• Immunoendocrine profiles in neurocysticercosis patients: a clinical study in Honduras

      Gadea, Nicholas; Applied Health Sciences Program
      Neurocysticercosis (NCC) is a parasitic infection caused by the infiltration and localization of the larval stage of the tapeworm Taenia solium within the central nervous system (CNS). Clinical presentation and severity are heterogeneous and depend particularly on the age and sex of its host. A clinical study was conducted to evaluate specific endocrine and immune status changes that are associated with NCC. A total of 11 (9 female and 2 male) NCC patients were recruited and matched by sex and age with 11 healthy subjects. Evaluations for 7 hormones and 2 cytokines were measured and compared between patients and their matched controls. Compared with controls, all patients had statistically significant higher serum concentration levels of 17β-estradiol (E2), progesterone (P4), androstenedione (A4), luteinising hormone (LH), follicle stimulating hormone (FSH), interleukin-6 (IL-6), and interleukin-10 (IL-10).
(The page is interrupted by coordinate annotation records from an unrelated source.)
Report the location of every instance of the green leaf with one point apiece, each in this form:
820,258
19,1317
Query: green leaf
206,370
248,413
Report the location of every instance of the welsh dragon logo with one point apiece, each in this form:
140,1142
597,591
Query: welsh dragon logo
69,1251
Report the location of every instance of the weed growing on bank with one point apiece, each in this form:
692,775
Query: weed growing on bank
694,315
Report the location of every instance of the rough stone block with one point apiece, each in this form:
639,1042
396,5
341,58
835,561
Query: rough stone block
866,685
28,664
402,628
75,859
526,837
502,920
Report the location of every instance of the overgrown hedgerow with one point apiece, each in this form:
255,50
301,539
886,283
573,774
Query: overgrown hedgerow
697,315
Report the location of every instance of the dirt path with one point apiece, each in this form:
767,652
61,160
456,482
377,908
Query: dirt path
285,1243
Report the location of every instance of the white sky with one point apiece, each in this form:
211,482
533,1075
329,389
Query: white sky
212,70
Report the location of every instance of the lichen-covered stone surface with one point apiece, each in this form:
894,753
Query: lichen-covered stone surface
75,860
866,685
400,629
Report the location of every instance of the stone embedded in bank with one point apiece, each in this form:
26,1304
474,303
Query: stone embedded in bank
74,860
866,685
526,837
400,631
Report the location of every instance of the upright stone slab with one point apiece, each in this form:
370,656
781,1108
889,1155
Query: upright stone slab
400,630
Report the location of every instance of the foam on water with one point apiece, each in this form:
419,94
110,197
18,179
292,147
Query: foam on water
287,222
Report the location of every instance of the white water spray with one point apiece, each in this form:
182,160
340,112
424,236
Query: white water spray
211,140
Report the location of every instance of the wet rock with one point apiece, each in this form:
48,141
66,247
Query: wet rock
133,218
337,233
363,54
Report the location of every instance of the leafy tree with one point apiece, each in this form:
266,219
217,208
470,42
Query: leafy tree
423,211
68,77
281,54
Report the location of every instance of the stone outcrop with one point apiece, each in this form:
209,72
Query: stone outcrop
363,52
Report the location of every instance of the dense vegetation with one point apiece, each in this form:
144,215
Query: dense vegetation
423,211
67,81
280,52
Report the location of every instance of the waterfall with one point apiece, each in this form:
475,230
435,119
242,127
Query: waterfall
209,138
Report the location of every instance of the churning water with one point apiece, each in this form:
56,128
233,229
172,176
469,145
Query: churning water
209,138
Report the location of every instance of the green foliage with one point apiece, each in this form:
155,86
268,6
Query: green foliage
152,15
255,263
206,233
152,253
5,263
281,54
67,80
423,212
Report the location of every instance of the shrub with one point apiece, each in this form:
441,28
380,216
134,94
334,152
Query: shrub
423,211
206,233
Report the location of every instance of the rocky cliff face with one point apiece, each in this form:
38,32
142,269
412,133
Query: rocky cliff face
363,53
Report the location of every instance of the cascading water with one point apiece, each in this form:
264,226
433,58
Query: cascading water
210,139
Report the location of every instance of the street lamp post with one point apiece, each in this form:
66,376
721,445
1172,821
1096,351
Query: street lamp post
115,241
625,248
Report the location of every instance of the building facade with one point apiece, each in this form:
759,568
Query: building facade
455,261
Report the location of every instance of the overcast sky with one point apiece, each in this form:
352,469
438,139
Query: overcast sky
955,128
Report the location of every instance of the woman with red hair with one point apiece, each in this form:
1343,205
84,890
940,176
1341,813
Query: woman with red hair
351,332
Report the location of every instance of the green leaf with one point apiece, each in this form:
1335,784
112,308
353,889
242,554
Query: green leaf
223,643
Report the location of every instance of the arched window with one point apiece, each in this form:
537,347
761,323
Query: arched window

In contrast, NCC patients showed significantly lower concentrations of free testosterone (T4), and dihydrotestosterone (DHT). To our knowledge, the present study constitutes one of the first demonstrations in humans that the presence of T. solium metacestodes can modify the host microenviornment by the induction of immunoendocrine changes. In summary, the present work adds to the growing body of knowledge indicating how this parasitic infection may modulate the host for its successful establishment and survival. In addition to being “curiosity-driven”, the ultimate aim of this type of work is to provide insight into the design of new therapeutic strategies. Among these, researchers in the field envision novel treatments or vaccines with the ability to block specific parasite molecules, thereby inhibiting the cysticercus establishment in the CNS, or at least shortening its survival and improving the pathological markers associated with neurocysticercosis.